For this case, I could avoid the problem by converting back and forth to the x128_t type for each call, but I need a solution that will work for structures that are not exactly 128 bytes as well.

  • I believe everything you're seeing is a consequence of the way the TI compiler handles structs passed by value.  You can ignore the conditional code, it's not really adding to the problem.  When a struct is passed by value, the compiler actually passes a pointer to the struct, and it is up to the called function to make a copy, which is exactly what's going on here.  In addition, when a struct is returned by value, the compiler actually passes an extra first parameter which is a pointer to the intended destination of the struct; the caller is responsible for either creating space for this struct and passing its address, or passing NULL, which indicates that the struct return value will not be used.  That's what the conditional code is checking.

    The compiler is forced to make a copy; it must preserve the value of the struct passed to test_ffswap, so at least one copy must be made.  The real problem here is that the compiler is making yet another copy of the parameter to ffswap, which is a missed optimization opportunity.

    I believe it's refusing to inline because it takes a struct-typed parameter.  I'm not sure offhand why this is a restriction.

    I've submitted SDSCM00047505 to analyze this test case.  It may require a big green alien thinking cap (Shh!)

    As a workaround, consider rewriting the code in this fashion, which inlines very well (it doesn't make test_ffswap any better, but it would be quite efficient where the struct is not passed by value):

    static inline void ffswap(DFF *dff) { float tmp = dff->x; dff->x = dff->y; dff->y = tmp; }

  • Archaeologist,

    Thanks for your explanation and for submitting the report.   Can you please elaborate a little bit on when/why this occurs?  In particular, consider the following test program:

    #include <complex.h>
    
    complex float
    test64(float x, float y, float z)
    {
        return x * y + z * __I__;
    }
    
    complex double
    test128(double x, double y, double z)
    {
        return x * y + z * __I__;
    }
    
    .

    There are two functions.  test64() returns a 64 bit structure. test128() returns a 128 bit structure.
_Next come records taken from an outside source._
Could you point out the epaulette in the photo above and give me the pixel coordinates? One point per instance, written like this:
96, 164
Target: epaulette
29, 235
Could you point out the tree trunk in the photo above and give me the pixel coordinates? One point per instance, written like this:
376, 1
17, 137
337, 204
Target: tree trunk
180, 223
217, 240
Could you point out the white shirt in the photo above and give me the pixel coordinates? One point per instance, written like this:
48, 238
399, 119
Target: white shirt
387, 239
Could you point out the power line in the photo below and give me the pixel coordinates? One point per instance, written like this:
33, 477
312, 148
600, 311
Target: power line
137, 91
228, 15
    Using compiler version 7 .4.2 and options -mv6600 -o, the conditional code overhead only shows up in test128(), not test64()  - see attached.  Why?

    3681.bug66.asm

     

    Using compiler version 7 .4.2 and options -mv6740 -o, the conditional code overhead only shows up in both test128() and test64() - see attached.  Why?

    0638.bug674.asm

     

    Presumably there is a difference in calling conventions between the 674x and 66x.  Can you explain what this is and why the behavior differs?

     

     

  • Yes, the calling convention differs between C674x and C66x.  For C66x EABI, small structs (64 bits or less) passed (or returned) by value are actually passed (or returned) by value, not as a pointer.  Complex float types are represented internally as a structure.  In the "complex float" case, the structure fits in 64 bits and is thus returned directly in A5:A4.  In the "complex double" case, the structure does not fit in 128 bits and must by copied to a structure pointed to by A3.

  • Some additional comments that may prove helpful ... When you build for a C66x device by using the build option --silicon_version=6600, the default ABI is the newer EABI, and not the older COFF ABI.  When you build for a C674x device with --silicon_version=6740, the default ABI is COFF ABI, and not EABI.  This difference in ABI is why it is possible for the calling convention to be different.  

    Thanks and regards,

    -George

  • The ffswap function isn't being inlined because of an issue in the compiler.  I don't believe there is a workaround.  This issue will be addressed in the 8.0 version of the compiler (to be released in 2014).